Educação é um longo, e algumas vezes doloroso, processo de aceitação daquilo que não nos é interno – dentro de cada um vive um selvagem que mal aprendeu a andar ereto e ainda luta pela própria sobrevivência em detrimento de todos os outros.

Educação não é fácil, não é rápida, e contraria profundamente nosso desejo de prazer imediato, mas é o que nos faz permanecer no navio quando está escuro e o barco ameaça soçobrar. Auxilia a não entrar em pânico em ocasiões de grande perigo, e saber de cor o nosso ofício, no sentido original (do francês coeur, coração), que significa um conhecimento tão verdadeiro de alguma coisa, que se torna parte do cognoscente, de seu coração.

Aprendizagem é decorrência de uma série de renúncias e frustrações, de erros e novas tentativas, de reiniciar quando tudo nos convida ao abandono, ao mais agradável e já conhecido.

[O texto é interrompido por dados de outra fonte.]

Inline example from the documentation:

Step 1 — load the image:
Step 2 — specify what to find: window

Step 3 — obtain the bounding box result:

Mesmo ótimos professores, com as melhores metodologias, não substituem nosso esforço e dedicação, suas inspirações norteiam, mas não suprem nossa transpiração.

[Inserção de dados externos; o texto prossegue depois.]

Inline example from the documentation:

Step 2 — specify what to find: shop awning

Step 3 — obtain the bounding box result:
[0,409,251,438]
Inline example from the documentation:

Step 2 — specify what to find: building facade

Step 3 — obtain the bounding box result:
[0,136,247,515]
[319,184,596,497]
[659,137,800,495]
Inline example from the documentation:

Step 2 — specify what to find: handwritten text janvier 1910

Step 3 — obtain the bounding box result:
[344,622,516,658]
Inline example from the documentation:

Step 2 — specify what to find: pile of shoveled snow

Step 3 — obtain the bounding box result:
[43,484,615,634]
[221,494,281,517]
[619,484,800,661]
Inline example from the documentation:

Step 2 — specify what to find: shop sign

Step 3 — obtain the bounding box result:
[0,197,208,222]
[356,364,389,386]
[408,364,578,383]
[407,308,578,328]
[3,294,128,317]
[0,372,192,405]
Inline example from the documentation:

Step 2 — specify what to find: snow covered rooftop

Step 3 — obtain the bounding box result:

Aquele que verdadeiramente sabe não se deixa dominar por seu medo, faz o que todos esperam daqueles que detêm o conhecimento, e, portanto, em várias áreas profissionais, nos mais diversos níveis hierárquicos, podem comandar.

Humanos, aceitamos cargos que implicam em privilégios, melhor remuneração, reforço de autoestima, maior liberdade de ação; nem todos estamos prontos, no entanto, para arcar com maior responsabilidade, mais trabalho, exigência de atitudes melhores. 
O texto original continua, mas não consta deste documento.